Digital Images, Management and Metadata: The Long Tail, or the Order of Order?
Weinberger (2007) explains how knowledge can no longer be contained within neat, small boxes called catalogues. The range of resources and information on the Internet and the World Wide Web has changed forever the landscape of information access and retrieval. The questions explored in this article include why the digitization of images is a complex issue, and the relationship of metadata to the digitization of images.
Survey of the Literature
Weinberger (2007) explores three distinct forms of knowledge building, which he calls principles of organization: the First Order of Order, the Second Order of Order, and the Third Order of Order. An example of the First Order of Order is the physical order of books, journals, DVDs, and so on, in a library. An example of the Second Order of Order is a library catalog, where the First Order of Order is separated into categories that are searchable by a system such as author, title, subject, etc. The Third Order of Order is based on the digital order of information, where the ability to search for an item can be adjusted each time a search is performed. Weinberger says, “The basic fact that order often hides more than it reveals has sometimes itself been hidden within the art and science of organizing our world” (2007).
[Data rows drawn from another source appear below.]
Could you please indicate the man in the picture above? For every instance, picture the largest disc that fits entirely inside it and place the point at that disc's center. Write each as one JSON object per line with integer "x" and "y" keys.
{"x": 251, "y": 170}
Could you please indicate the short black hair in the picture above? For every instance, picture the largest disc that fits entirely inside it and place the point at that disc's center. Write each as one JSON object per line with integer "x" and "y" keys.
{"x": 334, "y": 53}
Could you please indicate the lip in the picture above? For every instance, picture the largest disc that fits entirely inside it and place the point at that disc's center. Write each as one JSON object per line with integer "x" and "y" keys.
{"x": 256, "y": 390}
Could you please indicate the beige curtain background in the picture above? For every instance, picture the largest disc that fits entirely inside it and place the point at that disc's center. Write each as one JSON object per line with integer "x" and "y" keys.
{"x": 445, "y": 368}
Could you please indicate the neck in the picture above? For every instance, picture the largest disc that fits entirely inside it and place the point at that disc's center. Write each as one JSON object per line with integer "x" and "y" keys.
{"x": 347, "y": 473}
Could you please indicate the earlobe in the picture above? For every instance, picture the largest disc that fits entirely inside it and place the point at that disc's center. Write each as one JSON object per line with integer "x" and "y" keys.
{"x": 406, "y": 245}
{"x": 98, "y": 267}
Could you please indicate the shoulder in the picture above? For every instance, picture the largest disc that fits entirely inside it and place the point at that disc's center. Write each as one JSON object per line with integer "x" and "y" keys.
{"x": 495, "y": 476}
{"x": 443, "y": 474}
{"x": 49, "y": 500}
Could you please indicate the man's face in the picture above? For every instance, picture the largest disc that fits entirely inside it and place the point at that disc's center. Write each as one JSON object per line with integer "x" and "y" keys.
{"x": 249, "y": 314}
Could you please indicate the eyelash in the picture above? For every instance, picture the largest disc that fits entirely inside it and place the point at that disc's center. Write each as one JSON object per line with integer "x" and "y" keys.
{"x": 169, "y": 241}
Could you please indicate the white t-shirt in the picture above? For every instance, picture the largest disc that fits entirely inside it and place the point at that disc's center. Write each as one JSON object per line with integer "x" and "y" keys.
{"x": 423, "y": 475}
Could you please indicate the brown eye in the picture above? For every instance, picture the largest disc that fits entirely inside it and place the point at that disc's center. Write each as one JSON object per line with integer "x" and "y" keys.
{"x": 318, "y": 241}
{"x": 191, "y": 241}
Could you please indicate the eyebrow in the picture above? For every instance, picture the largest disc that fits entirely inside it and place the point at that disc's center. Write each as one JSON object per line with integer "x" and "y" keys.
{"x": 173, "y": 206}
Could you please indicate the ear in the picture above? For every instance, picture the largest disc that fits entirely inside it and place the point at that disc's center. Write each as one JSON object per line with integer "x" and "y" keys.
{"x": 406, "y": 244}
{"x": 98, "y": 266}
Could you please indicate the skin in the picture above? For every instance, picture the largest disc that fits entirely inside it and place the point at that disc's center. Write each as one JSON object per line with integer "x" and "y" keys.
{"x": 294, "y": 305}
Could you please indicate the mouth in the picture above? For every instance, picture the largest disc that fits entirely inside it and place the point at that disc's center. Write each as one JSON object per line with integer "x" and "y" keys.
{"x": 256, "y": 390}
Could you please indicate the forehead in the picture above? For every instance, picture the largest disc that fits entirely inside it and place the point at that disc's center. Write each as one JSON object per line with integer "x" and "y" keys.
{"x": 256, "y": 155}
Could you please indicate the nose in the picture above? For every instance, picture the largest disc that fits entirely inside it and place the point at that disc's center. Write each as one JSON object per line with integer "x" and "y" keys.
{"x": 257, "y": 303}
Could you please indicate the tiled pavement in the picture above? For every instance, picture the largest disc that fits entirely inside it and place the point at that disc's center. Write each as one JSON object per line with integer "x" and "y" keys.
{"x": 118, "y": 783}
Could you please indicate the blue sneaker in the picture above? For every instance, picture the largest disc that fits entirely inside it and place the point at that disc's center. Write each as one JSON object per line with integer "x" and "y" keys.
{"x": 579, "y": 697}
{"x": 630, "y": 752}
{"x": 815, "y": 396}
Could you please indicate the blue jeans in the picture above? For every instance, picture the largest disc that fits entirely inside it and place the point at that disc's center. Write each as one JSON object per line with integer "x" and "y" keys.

Bartholomae and Petrosky (2003) examine how images can expand the reading experience and knowledge of college students. By asking students to consider the role of images as part of the text, the authors show how changing the sequence of articles within a book can lead to new insights about reading images and text together. The context of an image changes when its relationship to the text changes.
Cornell University Library/Research Department (2009) defines metadata as a means of describing a variety of “attributes of information objects and gives them meaning, context, and organization.” This tutorial discusses three areas of classification: descriptive, structural, and administrative, and says that “these categories do not always have well-defined boundaries and often exhibit a significant level of overlap” (Cornell University Library / Research Department, 2009). Issues such as static versus dynamic metadata elements, the internal versus the external functions of each element, and interoperability are examined during the tutorials in the web site.
Casey (2008) states that, “the future of bibliographic control will be collaborative, decentralized, international in scope, and Web-based.” She examines the dynamic nature of the current metadata landscape and the rapid changes facing metadata and bibliographic control in the World Wide Web environment. Connaway, Radford, Dickey, Willams, & Confer (2008) explore the difference age makes in searching for materials and the thinking skills used for metadata searches. The authors say, “A major challenge facing today's libraries is to develop and update both traditional and digital collections and services to meet the needs of the multiple generations of users with differing approaches to information seeking.” Libraries are challenged to provide access to digital content via the Internet, and user expectation for immediate delivery of diverse formatted materials continues to increase. Age-related methods for searching push beyond current understanding of the digital environment.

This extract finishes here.